Unless you live under Rock City and are a social-media shut-in, you know full well that Tiger Woods, the golf's No. 1-ranked player and arguably the most recognized athlete on the planet, was assessed a two-shot penalty Saturday morning for an improper drop on No. 15 Friday afternoon. He'll start today four shots off the lead, 3 under par for the tournament.
Oh, if it were only that simple and direct. The layers and depths of this were confounding, at times limitless and in some ways answerless.
"There's not a day that goes by that there are not some things I wish I would have done differently," said Fred Ridley, the chairman of the Masters competition committee.
The examination of Woods' drop was brought on by a call from a fan watching on TV. Ridley and the Augusta rules big shots originally deemed Woods' drop OK while he finished his second round. Another viewer's call to Augusta National noted that Woods said during an interview on ESPN that he meant to drop his ball a couple of yards behind his original spot.
"It shouldn't protect him from not knowing the rules, but it should protect them," Ridley said of Rule 33-7, a recent addition that is designed to protect players from decisions and infractions, mainly those learned from TV coverage, that could lead to penalties. It can allow tournaments to penalize players rather than disqualify them.
After reviewing their decision and changing their mind, the Green Jackets called Tiger to the club early Saturday morning to discuss the situation, and the two-shot penalty was assessed. Some outrage ensued that Tiger should have been DQ-ed because he signed the wrong card -- a card that was right at the time he signed it. And then the dark choppers started swirling, Deep Throat called again and the Zapruder Film was used to assess the hidden 18 minutes of audio tape and determine that Tiger actually was born in Area 51. Whisper it with me, all you fans of the famous 16th hole here, "Rosebud."

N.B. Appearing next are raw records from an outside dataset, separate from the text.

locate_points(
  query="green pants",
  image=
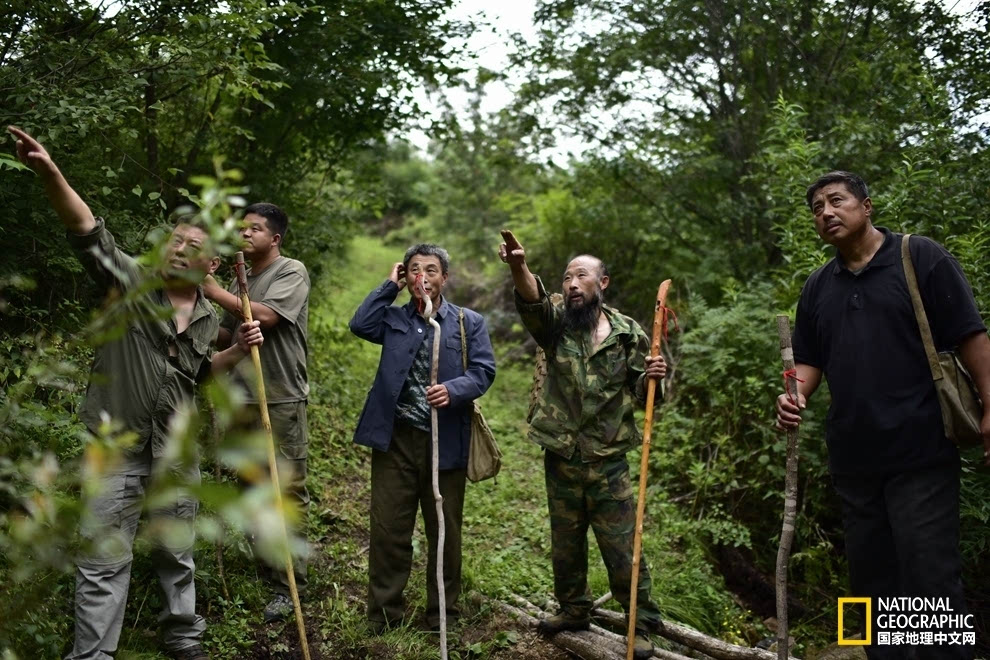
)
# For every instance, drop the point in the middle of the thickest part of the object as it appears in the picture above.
(401, 482)
(599, 494)
(290, 431)
(103, 572)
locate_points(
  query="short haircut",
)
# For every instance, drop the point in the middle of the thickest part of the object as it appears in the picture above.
(428, 250)
(602, 266)
(275, 218)
(853, 182)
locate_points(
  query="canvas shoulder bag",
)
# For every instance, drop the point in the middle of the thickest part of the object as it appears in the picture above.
(961, 407)
(484, 457)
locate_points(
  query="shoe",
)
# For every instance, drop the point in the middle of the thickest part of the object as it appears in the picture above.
(642, 646)
(194, 652)
(560, 622)
(376, 627)
(278, 608)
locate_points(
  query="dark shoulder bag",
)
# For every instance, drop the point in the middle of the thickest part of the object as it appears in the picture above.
(961, 407)
(484, 458)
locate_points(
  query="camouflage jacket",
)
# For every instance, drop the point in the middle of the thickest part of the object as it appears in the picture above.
(589, 398)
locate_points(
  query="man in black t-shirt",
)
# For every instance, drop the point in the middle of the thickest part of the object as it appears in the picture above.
(895, 472)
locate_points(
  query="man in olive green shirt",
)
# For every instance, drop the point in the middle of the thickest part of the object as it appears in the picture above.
(279, 290)
(139, 380)
(597, 364)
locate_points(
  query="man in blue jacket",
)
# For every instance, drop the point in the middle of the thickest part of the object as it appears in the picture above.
(395, 423)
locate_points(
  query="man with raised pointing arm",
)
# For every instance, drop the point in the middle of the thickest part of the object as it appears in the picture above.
(279, 291)
(598, 361)
(140, 379)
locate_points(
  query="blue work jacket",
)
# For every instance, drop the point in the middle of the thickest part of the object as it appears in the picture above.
(400, 330)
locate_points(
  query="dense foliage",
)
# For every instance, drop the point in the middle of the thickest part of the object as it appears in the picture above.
(706, 122)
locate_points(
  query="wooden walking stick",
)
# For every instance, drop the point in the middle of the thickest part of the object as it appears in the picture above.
(659, 324)
(266, 422)
(790, 490)
(426, 309)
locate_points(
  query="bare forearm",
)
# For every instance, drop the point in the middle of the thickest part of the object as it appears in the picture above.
(71, 209)
(975, 354)
(525, 283)
(232, 304)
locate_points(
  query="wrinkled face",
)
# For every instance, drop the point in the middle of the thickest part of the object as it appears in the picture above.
(257, 236)
(434, 278)
(186, 256)
(839, 214)
(583, 281)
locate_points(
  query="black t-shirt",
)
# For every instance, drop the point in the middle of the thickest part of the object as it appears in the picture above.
(860, 330)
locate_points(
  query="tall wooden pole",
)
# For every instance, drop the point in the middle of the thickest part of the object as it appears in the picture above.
(266, 422)
(790, 491)
(659, 323)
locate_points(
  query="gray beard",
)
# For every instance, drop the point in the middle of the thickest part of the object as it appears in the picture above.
(583, 318)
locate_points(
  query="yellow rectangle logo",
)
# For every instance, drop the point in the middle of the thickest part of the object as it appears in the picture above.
(842, 641)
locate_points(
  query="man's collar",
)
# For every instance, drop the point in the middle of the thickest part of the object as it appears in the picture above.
(441, 312)
(885, 256)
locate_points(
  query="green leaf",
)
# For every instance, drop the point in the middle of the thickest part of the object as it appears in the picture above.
(11, 163)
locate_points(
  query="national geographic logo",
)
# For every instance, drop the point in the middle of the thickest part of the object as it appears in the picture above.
(908, 621)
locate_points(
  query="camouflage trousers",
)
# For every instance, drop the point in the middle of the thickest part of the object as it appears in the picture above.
(599, 494)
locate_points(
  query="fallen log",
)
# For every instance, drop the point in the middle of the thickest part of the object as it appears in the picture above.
(602, 600)
(583, 644)
(691, 638)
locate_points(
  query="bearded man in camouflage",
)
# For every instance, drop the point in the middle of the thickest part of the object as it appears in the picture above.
(597, 364)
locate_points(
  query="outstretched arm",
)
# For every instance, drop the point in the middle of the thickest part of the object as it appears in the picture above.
(246, 336)
(512, 253)
(71, 209)
(975, 354)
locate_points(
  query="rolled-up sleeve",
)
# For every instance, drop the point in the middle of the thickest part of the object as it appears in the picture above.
(541, 318)
(102, 259)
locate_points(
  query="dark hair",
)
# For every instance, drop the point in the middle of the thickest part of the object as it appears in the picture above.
(853, 182)
(275, 218)
(428, 250)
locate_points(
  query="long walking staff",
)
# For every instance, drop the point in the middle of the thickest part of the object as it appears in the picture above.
(426, 309)
(272, 462)
(790, 490)
(659, 324)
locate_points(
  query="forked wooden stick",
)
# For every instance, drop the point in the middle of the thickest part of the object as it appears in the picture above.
(266, 422)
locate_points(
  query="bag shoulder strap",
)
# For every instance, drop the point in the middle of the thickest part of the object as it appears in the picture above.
(919, 309)
(460, 320)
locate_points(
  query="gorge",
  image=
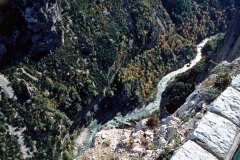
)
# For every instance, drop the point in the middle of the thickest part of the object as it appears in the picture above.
(85, 77)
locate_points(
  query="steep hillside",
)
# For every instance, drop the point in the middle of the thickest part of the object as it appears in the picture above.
(72, 61)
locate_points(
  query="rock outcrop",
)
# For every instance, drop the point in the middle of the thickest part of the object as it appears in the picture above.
(229, 49)
(29, 27)
(218, 131)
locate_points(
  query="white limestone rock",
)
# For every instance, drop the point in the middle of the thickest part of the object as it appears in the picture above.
(228, 105)
(235, 82)
(216, 133)
(192, 151)
(137, 150)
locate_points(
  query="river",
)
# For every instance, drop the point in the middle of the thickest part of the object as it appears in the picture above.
(145, 111)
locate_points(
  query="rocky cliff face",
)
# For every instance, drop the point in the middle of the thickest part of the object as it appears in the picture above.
(28, 27)
(229, 49)
(114, 54)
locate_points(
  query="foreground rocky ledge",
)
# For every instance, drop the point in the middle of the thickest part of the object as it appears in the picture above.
(217, 134)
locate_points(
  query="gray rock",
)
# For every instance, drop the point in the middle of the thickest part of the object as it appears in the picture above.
(215, 133)
(228, 105)
(191, 151)
(137, 150)
(235, 82)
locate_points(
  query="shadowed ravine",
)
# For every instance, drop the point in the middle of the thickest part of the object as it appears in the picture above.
(145, 111)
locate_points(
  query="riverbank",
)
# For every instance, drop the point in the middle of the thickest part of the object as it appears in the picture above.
(145, 111)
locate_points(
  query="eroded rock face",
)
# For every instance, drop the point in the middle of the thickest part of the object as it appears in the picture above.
(28, 27)
(216, 133)
(191, 149)
(228, 105)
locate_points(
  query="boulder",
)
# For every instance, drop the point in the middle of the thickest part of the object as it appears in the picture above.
(228, 105)
(190, 150)
(215, 133)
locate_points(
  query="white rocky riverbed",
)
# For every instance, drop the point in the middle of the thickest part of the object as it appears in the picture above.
(84, 142)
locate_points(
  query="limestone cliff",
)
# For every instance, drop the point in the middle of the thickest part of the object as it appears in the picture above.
(229, 49)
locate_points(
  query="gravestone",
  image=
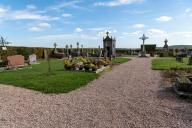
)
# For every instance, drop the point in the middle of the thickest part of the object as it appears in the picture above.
(143, 52)
(165, 47)
(15, 61)
(109, 45)
(190, 60)
(33, 59)
(45, 54)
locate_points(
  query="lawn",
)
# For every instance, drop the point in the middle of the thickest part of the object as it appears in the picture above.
(121, 60)
(168, 63)
(37, 78)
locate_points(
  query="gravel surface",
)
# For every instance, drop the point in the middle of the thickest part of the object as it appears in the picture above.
(130, 95)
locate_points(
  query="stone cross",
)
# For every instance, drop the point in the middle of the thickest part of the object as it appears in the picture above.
(55, 47)
(143, 38)
(67, 47)
(78, 52)
(81, 48)
(71, 47)
(107, 33)
(166, 41)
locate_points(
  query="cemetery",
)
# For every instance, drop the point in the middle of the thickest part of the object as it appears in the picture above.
(95, 64)
(53, 70)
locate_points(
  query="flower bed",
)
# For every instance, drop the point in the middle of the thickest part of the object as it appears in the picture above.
(86, 64)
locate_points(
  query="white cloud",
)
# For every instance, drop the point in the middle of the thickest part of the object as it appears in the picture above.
(97, 29)
(188, 10)
(61, 5)
(40, 27)
(78, 30)
(136, 33)
(138, 26)
(164, 18)
(71, 37)
(26, 14)
(117, 2)
(181, 34)
(156, 32)
(66, 15)
(31, 7)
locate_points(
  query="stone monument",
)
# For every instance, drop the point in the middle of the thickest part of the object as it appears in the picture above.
(32, 59)
(143, 53)
(15, 61)
(55, 47)
(109, 45)
(165, 47)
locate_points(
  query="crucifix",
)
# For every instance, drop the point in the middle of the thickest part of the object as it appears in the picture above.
(143, 38)
(55, 47)
(107, 33)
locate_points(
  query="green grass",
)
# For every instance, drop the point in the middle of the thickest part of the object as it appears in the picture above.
(168, 63)
(121, 60)
(37, 78)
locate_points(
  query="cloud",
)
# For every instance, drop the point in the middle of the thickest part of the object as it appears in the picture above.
(31, 7)
(136, 11)
(164, 18)
(61, 5)
(136, 33)
(97, 29)
(138, 26)
(117, 2)
(78, 30)
(40, 27)
(188, 11)
(156, 32)
(68, 37)
(27, 14)
(181, 34)
(66, 15)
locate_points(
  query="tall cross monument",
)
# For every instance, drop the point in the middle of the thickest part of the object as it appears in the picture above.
(143, 48)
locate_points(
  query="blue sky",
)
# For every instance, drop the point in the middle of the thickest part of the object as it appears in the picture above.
(43, 22)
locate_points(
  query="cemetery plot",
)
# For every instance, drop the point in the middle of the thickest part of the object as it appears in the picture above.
(37, 78)
(168, 63)
(87, 64)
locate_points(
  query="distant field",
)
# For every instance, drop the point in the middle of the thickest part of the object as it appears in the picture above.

There were debates about protecting the integrity of the game and the reputation of the club that presents the finest tournament in the world. There were rumblings about preferential treatment for the game's biggest star and the obvious benefits to CBS of having the game's brightest star on golf's grandest stage. There was outrage about it being a gift for Tiger Woods because he's Tiger Woods, while at the same time there was discussion that being Tiger Woods brings problems of being Tiger Woods, such as everyone watching every shot he takes.
Again, any questions?
The answers, like the rules of the game -- Tiger's violation was not dropping "as close as possible," so there is always room for interpretation -- are dependent on your view.
Here's saying Augusta National got it right in the end. There was a rules violation and there was a penalty levied. The fact the club ruled Woods was in the clear before he signed his card only to change its mind after he signed it makes it impossible to DQ him. Plus, the phone calls and the at-home TV tattletales are at the core of the Rule 33-7.
"It was either no penalty or a two-shot penalty," Ridley said when the committee reconvened this morning with Woods, "but disqualification this morning was not on the table."
Here's saying that if you think Tiger intentionally broke the rule, get a grip. Dude may be a lot of things -- and we know almost all of them and a lot of them are less than admirable -- but do you really believe he would knowingly break the rules with tens of millions of eyeballs on him?
Here's saying the concept of TV viewers calling in for rules violations needs to go the way of balata balls and persimmon woods. It's one thing to have Big Brother always there on the course -- and maybe there should be rules officials with every group, especially here -- but do we really need Cousin Eddie calling penalties and interpreting loose impediments?
Here's saying that the thought of Woods disqualifying himself was never realistic.
"Under the Rules of Golf, I'm abiding by the rules," Woods said after his 2-under 70 Saturday. "They made the determination that nothing had happened, and after what I said things changed. ... I accept their decision."
Woods made a mistake. He paid for it with a two-shot penalty that likely will severely hamper any chances he has at winning the 2013 Masters. Augusta National likely made the bigger mistake by not asking Woods about the drop before he signed the card Friday. In retrospect, the club made the decision to penalize rather than dismiss -- a decision with which Ridley said all the other governing bodies of the game agreed.
It was a ton of wasted energy and angst. Unlike the debate unleashed Friday about the rule of slow play, this was wasted energy, a confounding look at the intricate and confusing crossthreads of new rules and the new world of the grand old game.